Desafios da adolescência: como a escola pode ajudar o aluno?

Marcada por transformações físicas, cognitivas, afetivas, sociais e emocionais, a adolescência simboliza a passagem entre a infância e a idade adulta. Geralmente, a adolescência é tida como um período de difícil compreensão tanto pelos adolescentes quanto pelas pessoas que os cercam, por isso é comumente associada à fase de rebeldia.

Os desafios da adolescência se iniciam na puberdade, quando o corpo, a mente e os afetos das crianças começam a mudar. Apesar de não haver um marco final para delimitar essa fase, é possível instituir como conclusão desse ciclo a formação da identidade individual e da autonomia e reconhecimento da necessidade da maturidade.
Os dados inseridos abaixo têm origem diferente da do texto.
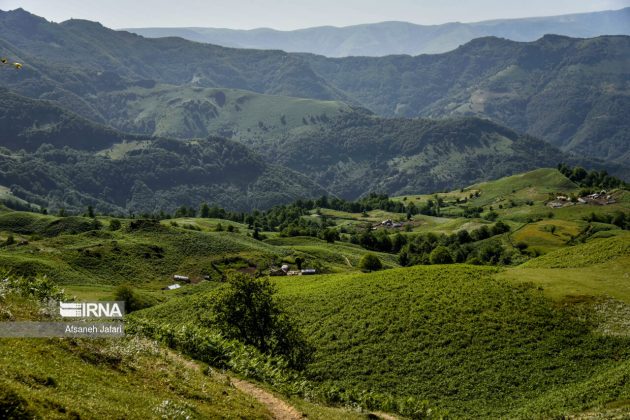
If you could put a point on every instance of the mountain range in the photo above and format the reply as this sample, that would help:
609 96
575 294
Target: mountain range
93 110
386 38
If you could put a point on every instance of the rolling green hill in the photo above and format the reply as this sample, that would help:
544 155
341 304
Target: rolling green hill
546 338
189 111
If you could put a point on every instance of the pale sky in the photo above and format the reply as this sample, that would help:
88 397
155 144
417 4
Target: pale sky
287 15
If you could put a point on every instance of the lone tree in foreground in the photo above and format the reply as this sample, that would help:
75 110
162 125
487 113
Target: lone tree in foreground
370 262
247 311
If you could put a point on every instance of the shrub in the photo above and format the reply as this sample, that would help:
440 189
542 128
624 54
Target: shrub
133 300
114 224
370 262
440 255
247 311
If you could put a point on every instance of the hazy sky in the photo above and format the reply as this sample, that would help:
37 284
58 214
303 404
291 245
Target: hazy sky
286 14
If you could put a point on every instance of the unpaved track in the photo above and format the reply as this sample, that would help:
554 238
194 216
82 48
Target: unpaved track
278 408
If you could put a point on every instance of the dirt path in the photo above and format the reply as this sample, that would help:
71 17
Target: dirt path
278 408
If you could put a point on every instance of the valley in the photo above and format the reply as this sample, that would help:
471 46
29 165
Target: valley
349 235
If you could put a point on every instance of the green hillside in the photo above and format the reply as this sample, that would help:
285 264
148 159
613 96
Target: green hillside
149 177
477 346
192 111
27 124
536 328
398 156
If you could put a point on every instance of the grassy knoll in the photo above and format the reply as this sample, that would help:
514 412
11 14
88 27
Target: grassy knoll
130 378
467 341
598 269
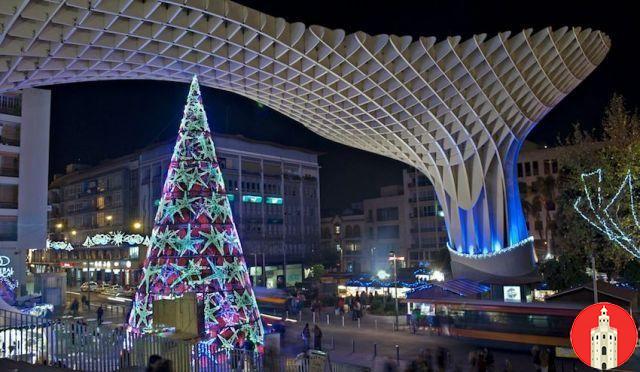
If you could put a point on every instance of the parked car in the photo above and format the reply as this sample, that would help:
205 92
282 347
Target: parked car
89 287
103 287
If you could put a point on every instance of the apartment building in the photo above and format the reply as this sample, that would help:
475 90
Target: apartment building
24 160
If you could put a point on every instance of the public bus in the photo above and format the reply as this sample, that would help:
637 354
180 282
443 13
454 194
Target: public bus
535 323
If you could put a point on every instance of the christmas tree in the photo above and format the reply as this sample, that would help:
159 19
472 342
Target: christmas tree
194 244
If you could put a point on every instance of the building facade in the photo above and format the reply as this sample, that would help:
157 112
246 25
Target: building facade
344 232
87 202
427 227
404 219
24 159
273 190
537 171
604 343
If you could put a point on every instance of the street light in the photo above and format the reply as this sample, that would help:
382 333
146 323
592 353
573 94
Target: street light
395 259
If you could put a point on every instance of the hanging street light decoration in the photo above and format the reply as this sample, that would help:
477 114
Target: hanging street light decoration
605 214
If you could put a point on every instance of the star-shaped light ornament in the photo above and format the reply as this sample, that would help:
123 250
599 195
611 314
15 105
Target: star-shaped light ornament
219 207
244 301
148 273
234 270
187 243
218 274
215 238
207 151
143 314
163 238
180 204
193 269
188 176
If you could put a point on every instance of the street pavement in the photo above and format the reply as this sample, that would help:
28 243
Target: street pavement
356 345
353 345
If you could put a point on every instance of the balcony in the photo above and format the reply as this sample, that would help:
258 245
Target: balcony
8 236
8 172
8 205
11 105
9 141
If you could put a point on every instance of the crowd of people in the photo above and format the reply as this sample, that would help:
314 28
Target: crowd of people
159 364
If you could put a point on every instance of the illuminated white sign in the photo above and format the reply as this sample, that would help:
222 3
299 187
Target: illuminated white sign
5 270
512 293
59 246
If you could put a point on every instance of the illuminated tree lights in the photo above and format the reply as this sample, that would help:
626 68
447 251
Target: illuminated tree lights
604 214
194 245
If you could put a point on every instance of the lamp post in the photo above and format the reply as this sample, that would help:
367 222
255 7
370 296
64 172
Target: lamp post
373 258
395 259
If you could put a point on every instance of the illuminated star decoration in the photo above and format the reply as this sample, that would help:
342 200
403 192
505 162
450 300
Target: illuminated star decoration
193 269
194 216
147 274
215 238
603 214
187 244
218 210
188 176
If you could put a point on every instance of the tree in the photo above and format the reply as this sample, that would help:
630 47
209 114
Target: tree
327 256
317 271
565 272
615 152
194 244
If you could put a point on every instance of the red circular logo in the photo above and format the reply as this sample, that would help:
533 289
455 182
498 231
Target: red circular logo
604 335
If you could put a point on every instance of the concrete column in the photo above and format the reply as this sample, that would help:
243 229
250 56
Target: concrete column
34 175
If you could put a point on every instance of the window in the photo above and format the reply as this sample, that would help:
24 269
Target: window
387 214
388 232
520 170
523 187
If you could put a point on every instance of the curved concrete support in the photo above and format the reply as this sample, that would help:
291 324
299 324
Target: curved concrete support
457 110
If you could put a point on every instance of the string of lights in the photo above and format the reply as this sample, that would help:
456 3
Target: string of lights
597 211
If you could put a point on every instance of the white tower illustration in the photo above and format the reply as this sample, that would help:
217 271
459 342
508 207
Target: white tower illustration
604 343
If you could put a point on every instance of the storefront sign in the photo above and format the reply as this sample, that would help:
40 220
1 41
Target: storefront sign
5 270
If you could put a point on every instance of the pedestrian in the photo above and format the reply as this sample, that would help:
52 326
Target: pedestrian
488 356
317 338
507 366
306 334
154 362
535 355
100 313
544 360
74 307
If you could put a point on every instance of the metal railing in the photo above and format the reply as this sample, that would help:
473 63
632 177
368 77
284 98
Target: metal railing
86 346
10 104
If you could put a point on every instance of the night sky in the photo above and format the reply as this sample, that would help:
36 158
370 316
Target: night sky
91 122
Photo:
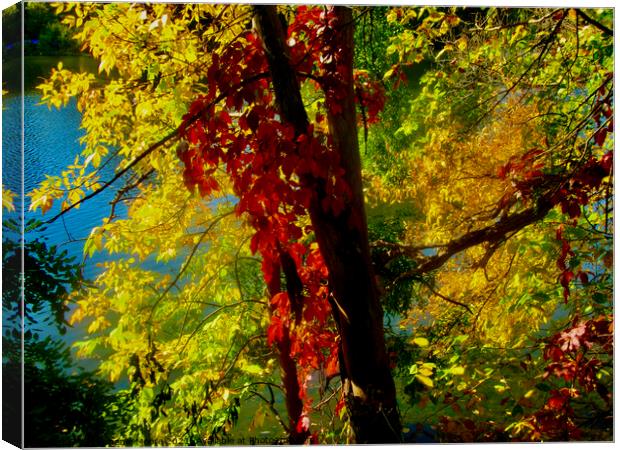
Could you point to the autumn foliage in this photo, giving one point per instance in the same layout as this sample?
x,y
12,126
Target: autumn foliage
x,y
478,219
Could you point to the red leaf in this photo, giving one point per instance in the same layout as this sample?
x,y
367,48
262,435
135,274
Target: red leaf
x,y
556,402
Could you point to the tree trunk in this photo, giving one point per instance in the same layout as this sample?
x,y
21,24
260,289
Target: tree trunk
x,y
343,240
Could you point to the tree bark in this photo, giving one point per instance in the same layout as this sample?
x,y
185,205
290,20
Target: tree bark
x,y
343,240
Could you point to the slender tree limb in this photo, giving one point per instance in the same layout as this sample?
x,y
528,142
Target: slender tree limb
x,y
186,264
448,299
492,233
173,135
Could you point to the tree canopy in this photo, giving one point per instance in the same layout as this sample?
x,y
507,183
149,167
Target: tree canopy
x,y
263,263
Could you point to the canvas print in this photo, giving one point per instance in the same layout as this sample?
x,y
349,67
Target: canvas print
x,y
246,224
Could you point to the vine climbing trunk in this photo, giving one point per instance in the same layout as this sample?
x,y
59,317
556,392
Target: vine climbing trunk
x,y
294,404
342,237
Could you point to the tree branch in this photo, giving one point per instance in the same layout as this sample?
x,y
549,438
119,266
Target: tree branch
x,y
158,144
491,233
594,22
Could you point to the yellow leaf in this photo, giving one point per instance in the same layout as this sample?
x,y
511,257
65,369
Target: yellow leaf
x,y
421,342
458,370
426,381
Grande parte da adolescência é vivida durante o período escolar, logo, as instituições de ensino possuem grande papel nessa fase da vida. Todo o corpo docente precisa estar preparado e instruído para os desafios da adolescência.

Neste artigo, confira boas maneiras de lidar com os desafios da adolescência dentro do ambiente escolar e formas de melhorar a relação entre aluno adolescente e professor. Confira!


Como lidar com os desafios da adolescência na atualidade

Quem eu sou? O que eu sou? O que eu sei fazer? O que eu vou fazer? São perguntas comuns dos adolescentes, que se encontram num momento em que é difícil compreender o presente e planejar o futuro.

De acordo com estudos da psicologia, a adolescência é um momento da vida em que os indivíduos se afastam do vínculo familiar para se encontrarem em outros ambientes, portanto, a escola precisa apoiar e amparar os jovens mesmo em seus momentos mais complicados. As instituições de ensino são fundamentais para a formação dos indivíduos e influenciam diretamente o aluno em suas escolhas, pensamentos, contatos e decisões, portanto, precisam acolhe-los em qualquer situação que estejam, principalmente em seus desafios.

Segundo a Base Nacional Comum Curricular (BNCC), a escola deve trabalhar e desenvolver as questões do crescer, uma vez que “pretende-se que os estudantes […] estejam aptos a compreender a organização e o funcionamento de seu corpo, assim como a interpretar as modificações físicas e emocionais que acompanham a adolescência e a reconhecer o impacto que elas podem ter na autoestima e na segurança de seu próprio corpo.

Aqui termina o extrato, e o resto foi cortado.